GE Aerospace, en colaboración con Boeing, BETA Technologie y la NASA, realizó el primer vuelo híbrido-eléctrico por encima de los 30 mil pies de altura, igualando así los niveles que alcanzan los aviones comerciales.
La campaña se valió de un sistema de propulsión híbrido-eléctrico integrado de GE Aerospace, con capacidad de un megavatio y arquitectura de múltiples kilovoltios, desarrollado como parte del proyecto Demostración en Vuelo de un Sistema de Propulsión Electrificado (EPFD) de la NASA.
Para las pruebas de vuelo, el lado derecho del avión EPFD, un Saab 340B, fue modificado con un sistema híbrido-eléctrico instalado dentro de una góndola invertida, diseñada para proporcionar ventilación adicional.

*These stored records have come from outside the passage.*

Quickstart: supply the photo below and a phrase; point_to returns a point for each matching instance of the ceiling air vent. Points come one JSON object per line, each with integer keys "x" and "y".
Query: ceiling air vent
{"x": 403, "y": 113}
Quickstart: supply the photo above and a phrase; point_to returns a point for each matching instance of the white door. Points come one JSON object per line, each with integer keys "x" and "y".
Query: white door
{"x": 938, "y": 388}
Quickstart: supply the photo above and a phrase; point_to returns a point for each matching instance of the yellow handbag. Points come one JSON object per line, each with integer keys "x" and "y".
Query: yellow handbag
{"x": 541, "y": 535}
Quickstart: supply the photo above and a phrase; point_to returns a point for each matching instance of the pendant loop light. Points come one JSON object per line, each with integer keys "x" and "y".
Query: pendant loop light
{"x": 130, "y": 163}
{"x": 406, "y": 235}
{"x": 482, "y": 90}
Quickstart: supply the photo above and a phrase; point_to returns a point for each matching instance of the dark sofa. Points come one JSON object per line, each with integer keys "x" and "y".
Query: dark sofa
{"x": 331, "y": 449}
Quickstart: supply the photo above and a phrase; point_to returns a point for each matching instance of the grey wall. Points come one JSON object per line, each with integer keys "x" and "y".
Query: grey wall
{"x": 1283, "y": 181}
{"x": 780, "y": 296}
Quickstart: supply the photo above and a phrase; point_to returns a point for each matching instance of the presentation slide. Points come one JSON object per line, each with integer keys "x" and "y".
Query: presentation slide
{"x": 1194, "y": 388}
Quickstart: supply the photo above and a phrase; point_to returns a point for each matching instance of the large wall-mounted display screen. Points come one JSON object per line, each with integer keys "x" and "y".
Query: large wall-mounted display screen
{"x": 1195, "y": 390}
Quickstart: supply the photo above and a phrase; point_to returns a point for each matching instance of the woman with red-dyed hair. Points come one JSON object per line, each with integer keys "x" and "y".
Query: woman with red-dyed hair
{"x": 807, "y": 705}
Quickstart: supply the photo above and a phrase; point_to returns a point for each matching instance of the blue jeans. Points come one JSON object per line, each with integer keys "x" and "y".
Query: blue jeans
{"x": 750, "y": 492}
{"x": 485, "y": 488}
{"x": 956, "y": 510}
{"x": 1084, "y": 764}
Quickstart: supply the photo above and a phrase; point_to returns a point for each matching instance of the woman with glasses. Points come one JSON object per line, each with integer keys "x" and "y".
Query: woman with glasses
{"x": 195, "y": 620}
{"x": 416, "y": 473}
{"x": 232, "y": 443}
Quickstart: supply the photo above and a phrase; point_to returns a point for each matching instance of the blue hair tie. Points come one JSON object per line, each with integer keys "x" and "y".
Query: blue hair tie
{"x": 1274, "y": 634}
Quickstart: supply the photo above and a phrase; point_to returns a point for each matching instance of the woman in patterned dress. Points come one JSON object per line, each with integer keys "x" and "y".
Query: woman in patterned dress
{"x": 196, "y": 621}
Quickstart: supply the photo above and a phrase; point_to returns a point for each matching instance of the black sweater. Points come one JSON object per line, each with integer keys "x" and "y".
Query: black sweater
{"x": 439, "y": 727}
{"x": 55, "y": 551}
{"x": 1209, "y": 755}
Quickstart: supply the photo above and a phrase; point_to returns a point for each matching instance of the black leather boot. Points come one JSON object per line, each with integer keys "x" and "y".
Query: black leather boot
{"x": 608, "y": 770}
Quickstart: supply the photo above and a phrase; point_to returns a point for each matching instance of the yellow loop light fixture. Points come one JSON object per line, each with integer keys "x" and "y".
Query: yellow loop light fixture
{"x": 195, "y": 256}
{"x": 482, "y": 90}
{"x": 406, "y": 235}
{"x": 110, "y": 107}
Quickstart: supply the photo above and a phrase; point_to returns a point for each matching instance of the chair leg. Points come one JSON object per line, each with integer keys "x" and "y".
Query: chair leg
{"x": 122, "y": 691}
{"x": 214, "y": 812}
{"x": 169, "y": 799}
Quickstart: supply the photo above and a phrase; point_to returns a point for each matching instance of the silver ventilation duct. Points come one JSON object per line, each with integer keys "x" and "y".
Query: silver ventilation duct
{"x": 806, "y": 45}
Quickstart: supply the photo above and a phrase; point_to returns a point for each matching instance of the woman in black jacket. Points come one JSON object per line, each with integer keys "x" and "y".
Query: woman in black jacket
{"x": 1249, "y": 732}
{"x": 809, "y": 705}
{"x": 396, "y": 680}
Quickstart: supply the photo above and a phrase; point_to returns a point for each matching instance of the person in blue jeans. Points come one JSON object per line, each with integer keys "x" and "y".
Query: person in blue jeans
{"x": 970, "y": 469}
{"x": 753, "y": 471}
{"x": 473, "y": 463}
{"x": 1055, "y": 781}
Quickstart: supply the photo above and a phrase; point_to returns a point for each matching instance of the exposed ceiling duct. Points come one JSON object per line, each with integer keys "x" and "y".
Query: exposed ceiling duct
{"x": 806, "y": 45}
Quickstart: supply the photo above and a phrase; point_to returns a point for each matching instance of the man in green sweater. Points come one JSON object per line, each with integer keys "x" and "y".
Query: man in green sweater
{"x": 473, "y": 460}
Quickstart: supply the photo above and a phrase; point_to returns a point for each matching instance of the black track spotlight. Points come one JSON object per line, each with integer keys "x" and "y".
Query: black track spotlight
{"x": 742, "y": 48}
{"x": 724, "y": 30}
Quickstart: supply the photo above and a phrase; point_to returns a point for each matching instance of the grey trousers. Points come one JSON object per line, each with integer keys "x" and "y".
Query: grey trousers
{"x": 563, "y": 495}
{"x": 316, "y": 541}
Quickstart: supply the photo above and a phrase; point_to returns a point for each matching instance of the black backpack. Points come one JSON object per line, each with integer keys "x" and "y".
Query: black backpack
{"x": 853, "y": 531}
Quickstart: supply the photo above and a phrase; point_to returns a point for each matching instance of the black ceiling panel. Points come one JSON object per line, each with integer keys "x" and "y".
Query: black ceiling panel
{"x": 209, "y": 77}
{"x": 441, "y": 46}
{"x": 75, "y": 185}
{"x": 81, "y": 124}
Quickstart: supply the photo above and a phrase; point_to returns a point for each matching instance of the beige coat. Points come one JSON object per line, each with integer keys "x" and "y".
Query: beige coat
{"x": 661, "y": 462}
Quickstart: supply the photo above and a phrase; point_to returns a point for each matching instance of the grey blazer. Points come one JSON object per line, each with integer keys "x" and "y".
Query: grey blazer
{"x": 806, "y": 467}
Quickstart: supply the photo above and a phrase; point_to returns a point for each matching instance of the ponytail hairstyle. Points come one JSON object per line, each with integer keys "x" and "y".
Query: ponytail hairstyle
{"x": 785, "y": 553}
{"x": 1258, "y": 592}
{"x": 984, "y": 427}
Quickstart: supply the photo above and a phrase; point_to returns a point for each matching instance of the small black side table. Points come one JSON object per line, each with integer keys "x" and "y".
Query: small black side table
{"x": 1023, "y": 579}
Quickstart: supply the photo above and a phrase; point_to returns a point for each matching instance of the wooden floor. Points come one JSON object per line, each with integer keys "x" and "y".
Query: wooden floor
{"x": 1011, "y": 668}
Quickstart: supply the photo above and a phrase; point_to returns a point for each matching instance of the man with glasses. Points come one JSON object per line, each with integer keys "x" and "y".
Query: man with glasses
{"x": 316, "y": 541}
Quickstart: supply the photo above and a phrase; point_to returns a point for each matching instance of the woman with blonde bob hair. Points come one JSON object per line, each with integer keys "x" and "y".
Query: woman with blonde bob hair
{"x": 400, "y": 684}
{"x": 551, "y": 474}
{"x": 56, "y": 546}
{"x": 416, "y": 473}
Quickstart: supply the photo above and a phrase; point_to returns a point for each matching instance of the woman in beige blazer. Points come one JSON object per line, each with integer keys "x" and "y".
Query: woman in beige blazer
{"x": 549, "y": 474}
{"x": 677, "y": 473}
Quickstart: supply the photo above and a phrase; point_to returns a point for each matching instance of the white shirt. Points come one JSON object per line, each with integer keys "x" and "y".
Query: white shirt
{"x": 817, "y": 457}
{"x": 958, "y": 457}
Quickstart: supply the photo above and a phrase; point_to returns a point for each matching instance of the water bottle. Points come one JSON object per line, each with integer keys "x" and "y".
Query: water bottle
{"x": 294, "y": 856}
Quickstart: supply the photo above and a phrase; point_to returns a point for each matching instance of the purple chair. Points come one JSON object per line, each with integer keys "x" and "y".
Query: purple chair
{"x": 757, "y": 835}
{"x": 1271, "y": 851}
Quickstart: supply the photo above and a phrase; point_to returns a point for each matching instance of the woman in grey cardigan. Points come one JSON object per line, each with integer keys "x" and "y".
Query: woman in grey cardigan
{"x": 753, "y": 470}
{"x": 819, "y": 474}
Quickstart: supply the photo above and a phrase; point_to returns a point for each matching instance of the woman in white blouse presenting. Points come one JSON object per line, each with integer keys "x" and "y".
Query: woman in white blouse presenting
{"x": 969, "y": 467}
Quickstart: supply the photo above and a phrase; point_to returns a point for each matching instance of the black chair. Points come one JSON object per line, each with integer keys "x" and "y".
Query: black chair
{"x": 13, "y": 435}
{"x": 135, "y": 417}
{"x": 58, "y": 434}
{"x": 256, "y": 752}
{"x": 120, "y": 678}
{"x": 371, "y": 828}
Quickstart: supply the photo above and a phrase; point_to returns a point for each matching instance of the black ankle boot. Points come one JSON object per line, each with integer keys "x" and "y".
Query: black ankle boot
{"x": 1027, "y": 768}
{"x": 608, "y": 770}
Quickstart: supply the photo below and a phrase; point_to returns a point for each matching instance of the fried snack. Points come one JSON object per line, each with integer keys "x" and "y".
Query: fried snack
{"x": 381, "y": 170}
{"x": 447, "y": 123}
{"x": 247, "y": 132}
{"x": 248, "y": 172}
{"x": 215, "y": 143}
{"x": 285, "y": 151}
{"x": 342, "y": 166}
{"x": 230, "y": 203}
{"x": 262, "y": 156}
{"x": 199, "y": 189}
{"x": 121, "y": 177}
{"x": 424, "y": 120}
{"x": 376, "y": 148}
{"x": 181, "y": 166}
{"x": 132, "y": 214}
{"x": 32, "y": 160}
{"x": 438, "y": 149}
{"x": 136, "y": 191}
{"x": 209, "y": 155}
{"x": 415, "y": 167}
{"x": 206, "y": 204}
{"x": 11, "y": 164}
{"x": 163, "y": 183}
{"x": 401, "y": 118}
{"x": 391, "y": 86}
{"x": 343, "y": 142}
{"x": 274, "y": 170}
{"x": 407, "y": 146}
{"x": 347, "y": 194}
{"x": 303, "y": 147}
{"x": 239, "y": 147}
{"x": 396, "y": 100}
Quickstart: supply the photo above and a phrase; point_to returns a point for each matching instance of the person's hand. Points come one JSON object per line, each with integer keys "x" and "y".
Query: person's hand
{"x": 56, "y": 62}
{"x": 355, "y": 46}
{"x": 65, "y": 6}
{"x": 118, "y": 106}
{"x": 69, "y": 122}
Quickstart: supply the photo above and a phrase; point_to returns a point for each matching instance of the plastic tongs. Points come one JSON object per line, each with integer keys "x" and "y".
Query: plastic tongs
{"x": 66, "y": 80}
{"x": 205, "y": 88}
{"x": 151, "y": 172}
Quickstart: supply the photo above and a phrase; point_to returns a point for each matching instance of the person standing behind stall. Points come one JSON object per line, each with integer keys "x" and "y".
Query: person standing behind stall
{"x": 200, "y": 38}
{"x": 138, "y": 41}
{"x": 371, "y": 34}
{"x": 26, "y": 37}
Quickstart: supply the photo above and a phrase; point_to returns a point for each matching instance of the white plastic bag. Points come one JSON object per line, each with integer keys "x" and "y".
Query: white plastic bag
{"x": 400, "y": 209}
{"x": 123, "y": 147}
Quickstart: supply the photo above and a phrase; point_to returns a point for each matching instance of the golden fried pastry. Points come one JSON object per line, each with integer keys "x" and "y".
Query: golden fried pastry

GE Aerospace compartió que el sistema incorpora motores-generadores, convertidores de potencia e inversores, controladores, cajas de engranajes de Avio Aero, hélices de Dowty, intercambiadores de calor de Unison, sensores de torque, cableado del motor y un propulsor CT7; todos ellos desarrollados por la empresa.
BAE Systems suministró las baterías, mientras que Aurora Flight Sciences, subsidiaria de Boeing, proporcionó la góndola completa.
Pilotos de GE Aerospace y BETA Technologies participaron en las pruebas realizadas en Estados Unidos, donde se alcanzó este hito histórico. Durante ellas el vuelo continuo más largo operando en modo híbrido-eléctrico superó las dos horas.
BETA Technologies actuó como integrador del sistema y sus pilotos trasladaron posteriormente la aeronave al Reino Unido para exhibirse en el Farnborough International Airshow.
Un sistema híbrido-eléctrico combina un tren motriz eléctrico con una turbina de gas convencional para optimizar la gestión de la potencia durante las diferentes fases del vuelo.
Esta tecnología es altamente compatible con distintos tipos de combustible y con arquitecturas avanzadas de motores aeronáuticos, como el concepto Open Fan.